Nonferrous scrap metals continue to feel the effects of uncertainty.
John Gross of JE Gross & Co. Inc., Huntington, New York, writes in “The Copper Journal Weekly Report” email dated Oct. 7, “When companies here, and around the world, don’t know what policies are going to be for trade, the economy, taxes, tariffs, interest rates or politics, they do nothing until clarity returns.” This appears to be the situation currently, with trade tensions continuing between the U.S. and China, ongoing uncertainty around Brexit and contracting global manufacturing indices.
While the Institute for Supply Management Purchasing Managers Index for August fell to 49.1, below the critical 50 level indicating contraction, the September figure was even lower at 47.8—the lowest it’s been since June 2009.
The eurozone also saw manufacturing contract in September, hitting an 83-month low of 45.7, IHS Markit says.
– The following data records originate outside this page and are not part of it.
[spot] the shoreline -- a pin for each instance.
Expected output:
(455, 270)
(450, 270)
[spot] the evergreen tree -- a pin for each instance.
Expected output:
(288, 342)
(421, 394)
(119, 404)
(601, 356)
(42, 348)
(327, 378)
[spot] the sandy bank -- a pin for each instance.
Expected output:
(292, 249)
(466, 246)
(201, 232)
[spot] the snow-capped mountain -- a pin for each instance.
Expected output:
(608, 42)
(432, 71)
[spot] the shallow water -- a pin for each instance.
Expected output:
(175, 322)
“No one needs the metal right now. Sheet mills are long on material and short on sales.” – a scrap processor with operations in the Midwest and Southeast
According to the International Monetary Fund (IMF), the U.S.-China trade war will cut 2019 global growth to its slowest pace since the 2008-2009 financial crisis. By 2020, announced tariffs would trim global growth by 0.8 percent, the IMF says.
More bad news came in the form of the strike by General Motors employees who are part of the United Auto Workers union. As of mid-October, they were in week five of their strike, which cost GM $2 billion as of week four, according to Bank of America estimates.
The good news is that the strike appears to have been resolved as of Oct. 16, though the union must still vote to ratify the contract.
The aluminum sector had begun to feel the effects of the strike in October.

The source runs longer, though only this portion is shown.